Résultat: son flamboyant patron, Thomas Haffa, est aux abois et recherche désespérément un allié financier.

Son principal objectif est de pouvoir rester dans la Formule 1. Le deuxième pilier de l'activité d'EM.TV, la gestion de droits de dessins animés ou d'émissions pour enfants, est en perte de vitesse.

Part de "gâteau"

La société négocie donc depuis plus de deux mois un partenariat avec le magnat allemand des médias Kirch, qui y voit une excellente occasion pour obtenir une part du "gâteau" de la Formule 1: ses chaînes de télévision sont à l'affût pour obtenir les droits de retransmission.

Mais les tractations traînent en longueur, aiguisant du même coup les appétits des concurrents. La presse bruisse quotidiennement de rumeurs sur des contre-offres en préparation.

Elle évoque les noms de la banque d'investissement américaine Hellman et Friedmann et d'un consortium comprenant la banque WestLB, la société d'investissement britannique Morgan Grenfell (Deutsche Bank) et la société audiovisuelle munichoise Tele Muenchen Gruppe.

A en croire la presse, le patron sortant d'Adidas-Salomon, le Français Robert-Louis Dreyfus, lorgnerait également sur les parts d'EM.TV dans la Formule 1.

En coulisse, Bernie Ecclestone observe ce théâtre d'ombres avec grand intérêt. Le Britannique chercherait, selon certains journaux, à empêcher coûte que coûte l'alliance EM.TV/Kirch afin de barrer la route de la Formule 1 au groupe de médias et à ses chaînes de télévision.

Accord contesté

Le "gourou" de la Formule 1 bénéficie d'un atout maître. Il peut en effet contraindre EM.TV en mai prochain à acquérir 25% supplémentaires de la SLEC pour 1 milliard d'euros, une facture que la société allemande n'a pas en l'état les moyens de régler.

Le Britannique doit dans le même temps compter avec les constructeurs automobiles impliqués dans la Formule 1 (Ford, Fiat, BMW, DaimlerChrysler, Renault) qui souhaitent eux-aussi entrer au capital de la SLEC. Ces derniers entendent exercer une plus grande influence sur les droits TV d'un sport qu'ils font vivre en y investissant chaque année des centaines de millions de dollars.

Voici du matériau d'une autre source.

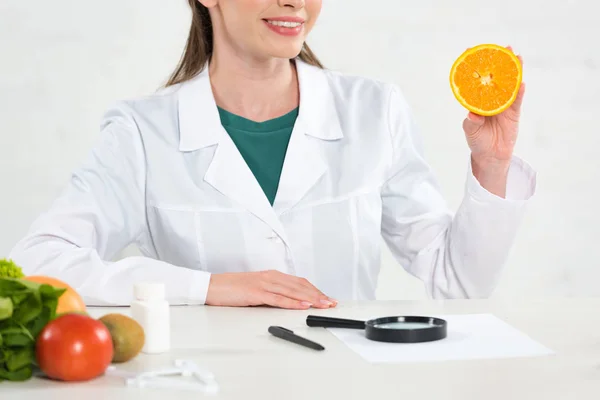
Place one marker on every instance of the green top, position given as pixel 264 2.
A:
pixel 263 145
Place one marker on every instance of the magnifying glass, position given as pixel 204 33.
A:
pixel 407 329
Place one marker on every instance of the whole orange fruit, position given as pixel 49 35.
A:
pixel 69 302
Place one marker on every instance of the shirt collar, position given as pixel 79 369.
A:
pixel 200 123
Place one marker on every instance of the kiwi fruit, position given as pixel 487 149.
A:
pixel 127 335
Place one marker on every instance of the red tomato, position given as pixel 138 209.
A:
pixel 74 347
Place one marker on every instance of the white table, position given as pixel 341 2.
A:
pixel 249 363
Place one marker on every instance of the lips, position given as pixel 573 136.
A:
pixel 286 26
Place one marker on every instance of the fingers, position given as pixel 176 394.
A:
pixel 276 300
pixel 297 289
pixel 306 284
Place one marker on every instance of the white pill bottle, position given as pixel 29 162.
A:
pixel 151 310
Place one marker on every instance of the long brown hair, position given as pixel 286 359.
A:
pixel 199 47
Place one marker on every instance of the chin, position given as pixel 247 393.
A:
pixel 288 52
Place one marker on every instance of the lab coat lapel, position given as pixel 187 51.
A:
pixel 200 127
pixel 316 124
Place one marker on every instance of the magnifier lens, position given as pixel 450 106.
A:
pixel 403 325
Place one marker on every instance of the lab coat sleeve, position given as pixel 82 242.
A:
pixel 456 256
pixel 100 212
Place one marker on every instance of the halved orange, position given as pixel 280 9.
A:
pixel 486 79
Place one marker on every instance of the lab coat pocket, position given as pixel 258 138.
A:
pixel 174 232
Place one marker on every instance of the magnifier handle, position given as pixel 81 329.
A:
pixel 328 322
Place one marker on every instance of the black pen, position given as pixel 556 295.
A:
pixel 290 336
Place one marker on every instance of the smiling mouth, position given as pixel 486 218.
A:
pixel 284 24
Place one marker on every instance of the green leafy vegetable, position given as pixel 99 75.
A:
pixel 8 269
pixel 6 308
pixel 25 309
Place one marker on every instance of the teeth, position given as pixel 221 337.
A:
pixel 285 24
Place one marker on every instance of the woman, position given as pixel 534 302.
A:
pixel 259 178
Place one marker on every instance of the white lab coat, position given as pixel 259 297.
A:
pixel 165 175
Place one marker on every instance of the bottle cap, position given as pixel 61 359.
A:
pixel 149 291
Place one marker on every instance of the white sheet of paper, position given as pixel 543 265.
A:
pixel 474 336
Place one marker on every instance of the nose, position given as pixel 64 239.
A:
pixel 291 3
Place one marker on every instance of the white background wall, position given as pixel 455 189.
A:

Les constructeurs semblent jouir du soutien du président de la Fédération internationale de l'automobile (FIA), Max Mosley, qui vient d'engager une nouvelle épreuve de force avec Bernie Ecclestone en menaçant de revoir les accords le liant à la FIA pour défaut de paiement.

En juin dernier, Bernie Ecclestone --qui joue sur les deux tableaux puisqu'il est également vice-président de la FIA-- avait acquis les droits de retransmission des courses de Formule 1 pour 100 ans à partir de 2010. Mais cet accord reste très contesté.